Listen to Your Favorite Tunes
The next time you are feeling down, plug in your headphones and blast your favorite tunes. Music is processed by the amygdala, which is responsible for controlling emotion and mood. Music can also trigger dopamine release, causing you to feel happier. So don’t be afraid to turn up the jams next time you need a mood boost.
Some genres are more effective than others at elevating your mood. Sad songs with predominantly minor notes and chords are associated with lower moods. Listening to random genres or chaotic tunes with a fast tempo and aggressive chord progressions can agitate the mind.
However, the type of music that relaxes you or cheers you up is different for every individual. Try listening to a song you associate with a happy moment in your life for a quick pick-me-up.
Meditation improves your general sense of well-being by allowing you to just slow down. When you meditate, the goal is to produce a tranquil, relaxed state of mind, and the simple act of trying to achieve that goal gets you in a better mood. Meditation can also increase self-awareness and creativity and help you gain new perspectives on old problems. Besides enhancing your mood, meditation can improve your health by lowering blood pressure and heart rate.
Meditation doesn’t need to involve hours of intense focus. Use simple deep abdominal breathing techniques to relax and focus on three things you are genuinely grateful for. Or, lie down somewhere quiet and practice gradual body relaxation meditation. Start at your toes and work your way up to the top of your head. Focus on squeezing the area, and then completely releasing.
Do Something Good for Someone Else
Altruistic acts can often cause you to feel happier than doing something for yourself. Performing acts of kindness for others activates the regions of the brain responsible for pleasure and reward. These acts also help reduce feelings of isolation and offer an alternative perspective on your situation, which can help you to reassess your mood. Acts of kindness can be small things like paying for the groceries of someone in line behind you or giving someone a heartfelt compliment. You could also cook someone a meal, leave them a thank you note, or give a friend or family member a call to check in if you haven’t spoken in a while.
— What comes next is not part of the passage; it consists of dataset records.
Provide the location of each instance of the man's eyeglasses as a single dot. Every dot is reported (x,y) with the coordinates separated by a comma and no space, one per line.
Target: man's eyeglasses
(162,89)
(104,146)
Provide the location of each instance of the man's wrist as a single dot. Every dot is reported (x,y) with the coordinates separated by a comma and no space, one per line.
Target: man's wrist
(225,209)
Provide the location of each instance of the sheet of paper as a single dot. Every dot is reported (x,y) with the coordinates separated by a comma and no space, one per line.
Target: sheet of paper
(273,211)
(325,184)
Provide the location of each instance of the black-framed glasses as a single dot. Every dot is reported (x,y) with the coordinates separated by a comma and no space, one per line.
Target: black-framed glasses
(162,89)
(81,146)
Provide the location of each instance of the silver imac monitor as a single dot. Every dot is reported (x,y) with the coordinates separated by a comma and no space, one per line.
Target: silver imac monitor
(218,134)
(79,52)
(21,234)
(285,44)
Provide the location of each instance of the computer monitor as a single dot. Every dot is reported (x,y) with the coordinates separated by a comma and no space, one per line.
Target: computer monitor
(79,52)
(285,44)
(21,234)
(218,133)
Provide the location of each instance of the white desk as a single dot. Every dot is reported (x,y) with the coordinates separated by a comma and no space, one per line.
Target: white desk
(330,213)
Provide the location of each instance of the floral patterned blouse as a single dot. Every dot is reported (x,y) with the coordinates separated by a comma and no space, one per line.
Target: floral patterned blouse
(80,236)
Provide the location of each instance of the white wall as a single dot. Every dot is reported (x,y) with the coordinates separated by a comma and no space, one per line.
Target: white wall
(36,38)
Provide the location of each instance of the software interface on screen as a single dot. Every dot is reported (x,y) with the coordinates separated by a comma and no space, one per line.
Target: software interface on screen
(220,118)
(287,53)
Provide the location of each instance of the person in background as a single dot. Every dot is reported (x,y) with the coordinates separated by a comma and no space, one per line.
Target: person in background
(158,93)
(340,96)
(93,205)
Boost Your Mood for Better Mental Health
Everyone feels blue from time to time, and these simple mood-boosting techniques are an excellent way to get over a mid-week slump at work or a low mood after a personal conflict.
However, anxiety and depression are serious mental illnesses. While managing your mood can help reduce your risk, it is essential to seek professional help if you persistently experience sadness, hopelessness, or panic. Numerous resources are available, from online chats with qualified counselors to emergency mental health hotlines, to ensure you get the help you need.